Opened 11 years ago
Closed 9 years ago
#51 closed defect (invalid)
Find oculus display more reliably
| Reported by: | Tom Goddard | Owned by: | Tom Goddard |
|---|---|---|---|
| Priority: | minor | Milestone: | |
| Component: | Graphics | Version: | |
| Keywords: | Cc: | ||
| Blocked By: | Blocking: | ||
| Notify when closed: | Platform: | all | |
| Project: | chimera |
Description
Currently we find the oculus display by looking at all attached displays and finding one of the right size (1920 x 1080 for developer kit 2). This isn't going to work if the primary computer display has the same size. Maybe we can also check the display name (if it has a name) to verify it is an oculus display.

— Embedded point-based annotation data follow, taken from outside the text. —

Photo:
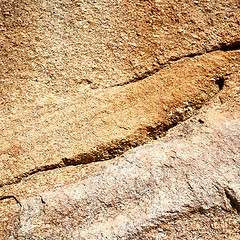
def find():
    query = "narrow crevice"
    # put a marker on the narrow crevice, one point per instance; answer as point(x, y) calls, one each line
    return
point(118, 147)
point(235, 45)
point(32, 172)
point(234, 202)
point(11, 197)
point(230, 46)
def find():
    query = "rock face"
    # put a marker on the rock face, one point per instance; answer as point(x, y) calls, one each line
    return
point(119, 119)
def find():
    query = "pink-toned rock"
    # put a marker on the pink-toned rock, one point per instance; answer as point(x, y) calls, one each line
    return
point(193, 170)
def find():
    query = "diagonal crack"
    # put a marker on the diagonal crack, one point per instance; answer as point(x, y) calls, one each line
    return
point(118, 147)
point(235, 45)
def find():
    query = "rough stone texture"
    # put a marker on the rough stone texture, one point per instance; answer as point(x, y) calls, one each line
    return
point(96, 124)
point(82, 82)
point(148, 193)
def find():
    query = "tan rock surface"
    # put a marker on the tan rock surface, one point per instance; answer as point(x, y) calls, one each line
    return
point(187, 178)
point(85, 81)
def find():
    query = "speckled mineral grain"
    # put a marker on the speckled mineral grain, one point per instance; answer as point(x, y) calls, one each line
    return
point(119, 119)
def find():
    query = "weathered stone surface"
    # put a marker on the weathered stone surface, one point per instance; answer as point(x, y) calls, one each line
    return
point(59, 46)
point(96, 124)
point(85, 81)
point(193, 170)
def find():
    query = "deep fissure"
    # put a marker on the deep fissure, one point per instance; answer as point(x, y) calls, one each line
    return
point(221, 47)
point(118, 147)
point(235, 204)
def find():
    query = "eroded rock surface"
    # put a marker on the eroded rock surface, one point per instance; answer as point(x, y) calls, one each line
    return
point(82, 83)
point(194, 169)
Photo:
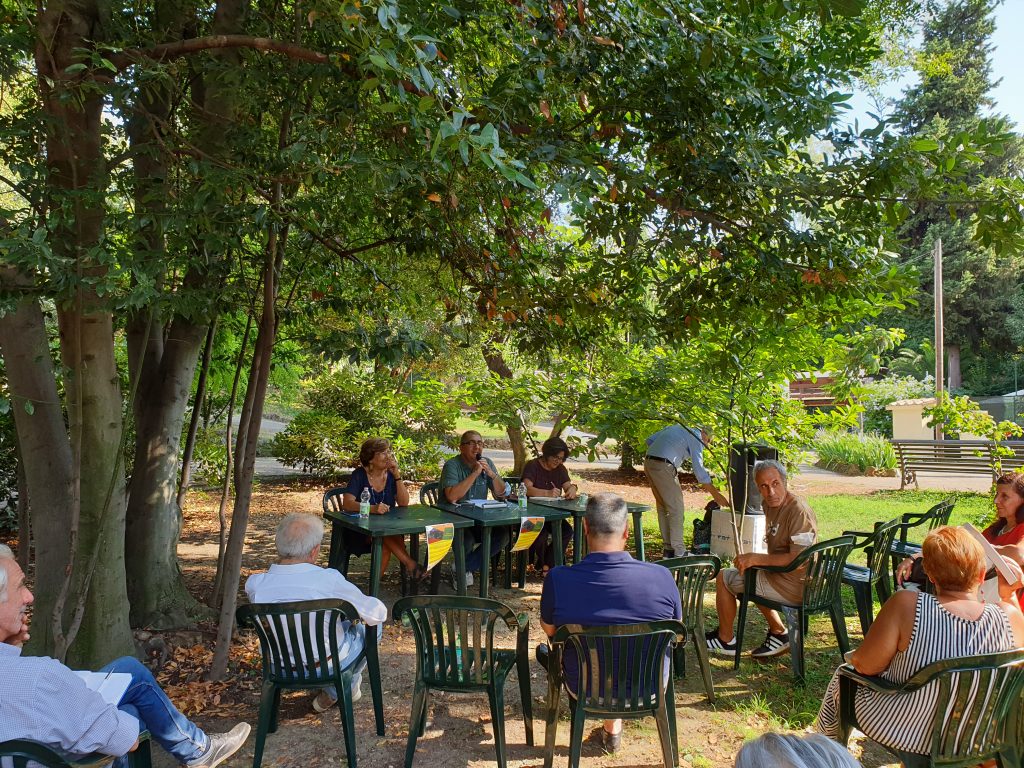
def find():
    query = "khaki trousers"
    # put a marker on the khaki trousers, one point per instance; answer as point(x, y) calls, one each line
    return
point(669, 498)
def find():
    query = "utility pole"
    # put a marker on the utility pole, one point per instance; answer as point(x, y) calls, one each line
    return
point(939, 341)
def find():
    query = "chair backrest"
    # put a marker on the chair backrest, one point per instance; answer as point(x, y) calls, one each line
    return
point(822, 565)
point(620, 669)
point(978, 702)
point(429, 493)
point(691, 574)
point(879, 546)
point(22, 752)
point(299, 639)
point(333, 500)
point(933, 518)
point(455, 638)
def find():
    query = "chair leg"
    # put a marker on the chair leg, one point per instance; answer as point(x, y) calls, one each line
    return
point(551, 721)
point(374, 670)
point(525, 695)
point(347, 719)
point(576, 735)
point(266, 702)
point(274, 712)
point(795, 620)
point(740, 624)
point(417, 721)
point(665, 736)
point(496, 696)
point(701, 648)
point(839, 626)
point(865, 606)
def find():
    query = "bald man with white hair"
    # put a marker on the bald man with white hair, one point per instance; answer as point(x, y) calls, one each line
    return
point(43, 700)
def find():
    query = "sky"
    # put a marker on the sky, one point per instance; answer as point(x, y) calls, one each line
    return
point(1008, 65)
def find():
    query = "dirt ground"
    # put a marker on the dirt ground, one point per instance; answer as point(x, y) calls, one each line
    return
point(459, 731)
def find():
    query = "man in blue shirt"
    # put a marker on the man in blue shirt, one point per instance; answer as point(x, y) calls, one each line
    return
point(667, 450)
point(470, 475)
point(606, 588)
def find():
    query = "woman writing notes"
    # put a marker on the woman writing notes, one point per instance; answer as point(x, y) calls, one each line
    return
point(547, 476)
point(379, 472)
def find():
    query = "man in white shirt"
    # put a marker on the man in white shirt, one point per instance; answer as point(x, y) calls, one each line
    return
point(43, 700)
point(296, 577)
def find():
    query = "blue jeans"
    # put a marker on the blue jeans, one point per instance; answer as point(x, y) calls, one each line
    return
point(145, 699)
point(355, 638)
point(474, 555)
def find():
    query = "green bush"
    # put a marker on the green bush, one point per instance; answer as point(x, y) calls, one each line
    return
point(880, 393)
point(867, 454)
point(346, 408)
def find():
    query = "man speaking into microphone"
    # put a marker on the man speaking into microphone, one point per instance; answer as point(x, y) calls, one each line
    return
point(469, 475)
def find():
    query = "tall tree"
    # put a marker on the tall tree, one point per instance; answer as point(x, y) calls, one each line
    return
point(951, 101)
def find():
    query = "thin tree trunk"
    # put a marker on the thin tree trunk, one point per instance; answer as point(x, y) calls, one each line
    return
point(228, 471)
point(952, 365)
point(189, 448)
point(255, 397)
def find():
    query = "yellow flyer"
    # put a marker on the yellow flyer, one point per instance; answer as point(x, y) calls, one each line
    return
point(438, 543)
point(529, 528)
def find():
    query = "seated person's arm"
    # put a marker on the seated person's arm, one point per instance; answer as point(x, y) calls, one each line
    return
point(889, 633)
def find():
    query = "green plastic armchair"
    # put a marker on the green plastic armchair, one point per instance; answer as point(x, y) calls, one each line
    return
point(622, 674)
point(822, 578)
point(455, 651)
point(692, 574)
point(978, 716)
point(298, 641)
point(22, 752)
point(877, 546)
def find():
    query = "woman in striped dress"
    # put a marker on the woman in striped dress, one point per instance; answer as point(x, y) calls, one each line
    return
point(914, 629)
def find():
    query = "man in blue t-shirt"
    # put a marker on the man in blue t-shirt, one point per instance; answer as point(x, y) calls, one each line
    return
point(470, 475)
point(606, 588)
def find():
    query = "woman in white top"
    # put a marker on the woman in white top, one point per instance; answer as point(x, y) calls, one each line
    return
point(914, 629)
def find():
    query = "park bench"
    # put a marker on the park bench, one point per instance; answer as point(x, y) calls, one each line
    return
point(953, 457)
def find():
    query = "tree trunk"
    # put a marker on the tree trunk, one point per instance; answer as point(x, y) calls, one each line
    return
point(98, 630)
point(45, 452)
point(189, 448)
point(952, 365)
point(517, 440)
point(255, 396)
point(157, 591)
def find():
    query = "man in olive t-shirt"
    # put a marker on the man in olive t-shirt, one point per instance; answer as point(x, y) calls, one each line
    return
point(790, 527)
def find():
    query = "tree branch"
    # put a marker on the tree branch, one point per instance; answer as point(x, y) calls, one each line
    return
point(166, 51)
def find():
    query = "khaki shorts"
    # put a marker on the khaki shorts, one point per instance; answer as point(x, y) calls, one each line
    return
point(733, 581)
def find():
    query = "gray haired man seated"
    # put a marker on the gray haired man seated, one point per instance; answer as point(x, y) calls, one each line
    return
point(790, 527)
point(296, 577)
point(43, 700)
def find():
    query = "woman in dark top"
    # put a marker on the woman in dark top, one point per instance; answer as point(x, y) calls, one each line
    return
point(547, 476)
point(380, 473)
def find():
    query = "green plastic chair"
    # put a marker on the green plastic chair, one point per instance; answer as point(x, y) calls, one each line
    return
point(22, 752)
point(982, 695)
point(621, 670)
point(822, 580)
point(692, 574)
point(927, 521)
point(455, 651)
point(877, 546)
point(311, 627)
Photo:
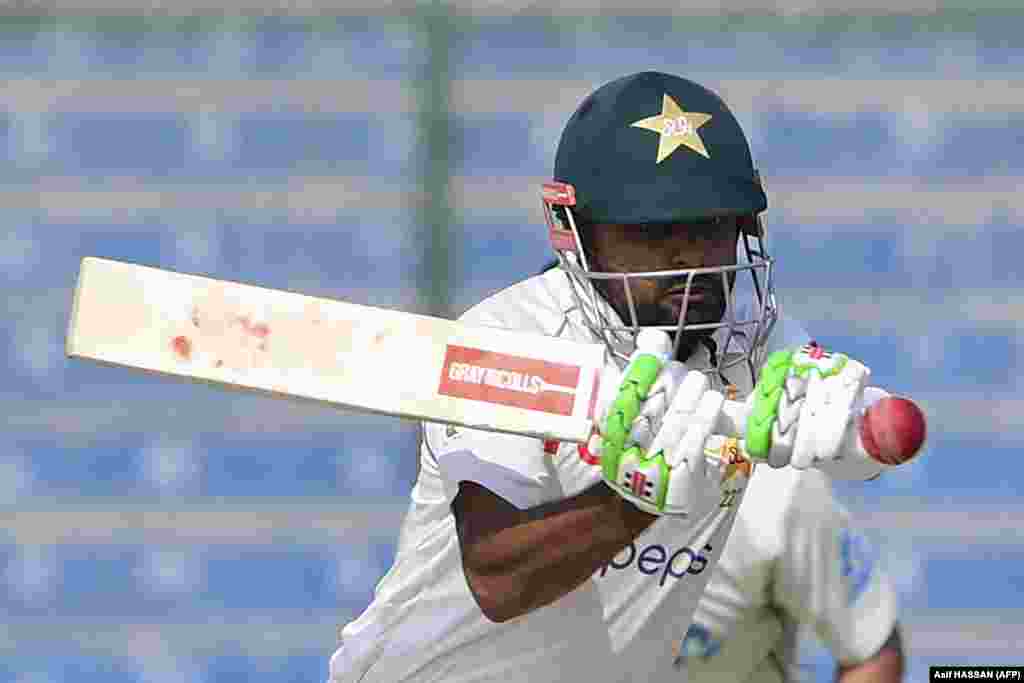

This problem will probably go away since Oculus says they are going to stop treating the device as another display and instead have it behave just as a peripheral that its driver knows how to talk to. They already offer this on Windows but not on Mac OS.
Change History (3)
comment:1 by , 11 years ago
comment:2 by , 10 years ago
| Component: | User Interface → Graphics |
|---|
comment:3 by , 9 years ago
| Resolution: | → invalid |
|---|---|
| Status: | new → closed |
VR toolkits now use direct rendering rather than extended display.
Although wxDisplay has a GetName() method it returns an empty string on Mac for primary and oculus displays.
I added a test to avoid putting the oculus window on the primary display.